Francesca Casagrande Luchese advogada, sócia da Gabardo Advocacia

A Lei Complementar nº 142, de 08 de maio de 2013, passou a regulamentar a aposentadoria da pessoa com deficiência.

Vale referir que, nos termos da lei, considera-se pessoa com deficiência aquela que tem impedimentos de longo prazo de natureza física, mental, intelectual ou sensorial, os quais, em interação com diversas barreiras, podem obstruir sua participação plena e efetiva na sociedade em igualdade de condições com as demais pessoas.

O benefício pode ser de dois tipos: por idade ou por tempo de contribuição. No caso da aposentadoria por idade, é necessário que o homem tenha 60 anos e a mulher 55 anos de idade. Além do requisito etário é necessário, também, que seja cumprida a carência, que é de 15 anos de contribuição e existência de deficiência por igual período. O valor do benefício é calculado com base na média das contribuições do segurado, sendo igual a 70% mais 1% para cada ano de contribuição.

Já para as aposentadorias por tempo de contribuição, os requisitos variam conforme o grau de deficiência.

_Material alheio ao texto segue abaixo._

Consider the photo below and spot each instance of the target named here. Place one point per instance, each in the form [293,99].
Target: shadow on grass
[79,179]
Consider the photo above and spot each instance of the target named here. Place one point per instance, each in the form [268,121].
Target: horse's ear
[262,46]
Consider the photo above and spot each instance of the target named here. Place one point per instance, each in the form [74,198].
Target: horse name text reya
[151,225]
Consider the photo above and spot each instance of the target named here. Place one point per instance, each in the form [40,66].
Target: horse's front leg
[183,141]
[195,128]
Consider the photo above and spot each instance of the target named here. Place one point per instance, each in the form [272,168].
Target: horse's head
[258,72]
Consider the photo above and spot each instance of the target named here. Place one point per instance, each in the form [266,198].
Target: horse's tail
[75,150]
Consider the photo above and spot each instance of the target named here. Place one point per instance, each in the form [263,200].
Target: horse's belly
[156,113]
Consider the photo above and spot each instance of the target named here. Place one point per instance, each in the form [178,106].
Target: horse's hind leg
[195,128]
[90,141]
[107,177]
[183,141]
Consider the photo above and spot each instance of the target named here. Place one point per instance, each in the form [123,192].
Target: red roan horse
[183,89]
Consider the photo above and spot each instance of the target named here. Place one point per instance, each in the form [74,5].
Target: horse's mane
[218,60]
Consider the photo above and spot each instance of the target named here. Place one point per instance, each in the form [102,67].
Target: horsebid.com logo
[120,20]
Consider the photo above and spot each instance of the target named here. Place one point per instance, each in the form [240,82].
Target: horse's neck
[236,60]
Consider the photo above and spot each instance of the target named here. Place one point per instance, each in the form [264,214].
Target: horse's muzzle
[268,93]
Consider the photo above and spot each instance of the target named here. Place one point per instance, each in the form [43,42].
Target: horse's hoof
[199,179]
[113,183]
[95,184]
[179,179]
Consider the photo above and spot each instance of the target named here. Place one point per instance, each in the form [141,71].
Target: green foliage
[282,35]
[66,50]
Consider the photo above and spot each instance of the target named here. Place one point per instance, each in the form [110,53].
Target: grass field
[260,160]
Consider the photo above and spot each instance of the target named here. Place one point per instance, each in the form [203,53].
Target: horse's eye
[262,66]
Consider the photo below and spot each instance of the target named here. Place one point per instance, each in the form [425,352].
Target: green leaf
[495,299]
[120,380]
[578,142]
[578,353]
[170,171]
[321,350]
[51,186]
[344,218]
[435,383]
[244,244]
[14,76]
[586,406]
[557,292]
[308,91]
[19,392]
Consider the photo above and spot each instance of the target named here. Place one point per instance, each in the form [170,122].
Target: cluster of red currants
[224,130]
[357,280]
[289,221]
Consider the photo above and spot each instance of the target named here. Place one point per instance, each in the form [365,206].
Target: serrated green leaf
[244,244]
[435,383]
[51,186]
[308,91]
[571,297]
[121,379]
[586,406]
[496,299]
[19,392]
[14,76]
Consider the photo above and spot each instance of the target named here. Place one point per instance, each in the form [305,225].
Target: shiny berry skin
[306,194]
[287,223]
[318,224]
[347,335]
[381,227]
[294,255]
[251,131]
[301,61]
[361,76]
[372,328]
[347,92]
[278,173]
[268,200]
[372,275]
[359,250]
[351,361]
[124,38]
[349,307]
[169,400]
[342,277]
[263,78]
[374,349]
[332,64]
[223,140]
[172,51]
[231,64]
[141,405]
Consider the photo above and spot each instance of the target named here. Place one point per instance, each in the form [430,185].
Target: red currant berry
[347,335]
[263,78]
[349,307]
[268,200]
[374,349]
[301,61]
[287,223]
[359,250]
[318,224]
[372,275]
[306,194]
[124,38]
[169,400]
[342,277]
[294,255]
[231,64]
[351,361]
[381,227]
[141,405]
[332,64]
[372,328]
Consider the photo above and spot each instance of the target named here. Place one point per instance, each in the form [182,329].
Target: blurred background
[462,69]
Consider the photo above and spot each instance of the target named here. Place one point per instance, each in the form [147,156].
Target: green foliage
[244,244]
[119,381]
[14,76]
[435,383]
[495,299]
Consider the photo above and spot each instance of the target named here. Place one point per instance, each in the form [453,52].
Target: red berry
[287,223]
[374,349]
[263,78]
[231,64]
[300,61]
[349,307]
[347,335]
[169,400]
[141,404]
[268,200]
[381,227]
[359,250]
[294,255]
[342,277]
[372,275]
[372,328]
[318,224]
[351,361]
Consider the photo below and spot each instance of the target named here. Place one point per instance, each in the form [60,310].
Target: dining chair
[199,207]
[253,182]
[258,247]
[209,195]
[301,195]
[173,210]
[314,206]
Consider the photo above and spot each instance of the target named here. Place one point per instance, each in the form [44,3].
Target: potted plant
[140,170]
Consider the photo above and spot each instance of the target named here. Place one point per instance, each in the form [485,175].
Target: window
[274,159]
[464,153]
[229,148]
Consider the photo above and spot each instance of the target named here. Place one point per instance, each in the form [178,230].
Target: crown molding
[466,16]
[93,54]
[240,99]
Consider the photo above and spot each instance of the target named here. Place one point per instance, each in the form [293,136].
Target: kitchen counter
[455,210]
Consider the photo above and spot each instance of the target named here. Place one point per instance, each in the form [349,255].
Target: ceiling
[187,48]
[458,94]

O benefício é concedido aos 25 anos de tempo de contribuição se homem, e 20 anos, se mulher, no caso de deficiência grave. Para os casos de deficiência moderada, a aposentadoria é concedida aos 29 anos de tempo de contribuição para o homem e 24 anos para a mulher. Já para as pessoas com deficiência leve o benefício é concedido mediante a comprovação de 33 anos de tempo de contribuição, se homem, e 28 anos, se mulher. Além da redução no tempo de contribuição necessário, outro diferencial desse benefício é o cálculo, pois o fator previdenciário só é aplicado se resultar em melhora no valor do benefício.

Os períodos de contribuição e também o grau de deficiência devem ser comprovados. Para a deficiência, o INSS realiza perícia médica e também avaliação social.

Outro ponto importante é a possibilidade de reunir tempo trabalhado com e sem deficiência. Para isso, se converte o tempo em que a pessoa trabalhou possuindo deficiência em tempo comum.

A documentação adequada e a orientação de um profissional especializado certamente são diferenciais para o encaminhamento desta espécie de benefício.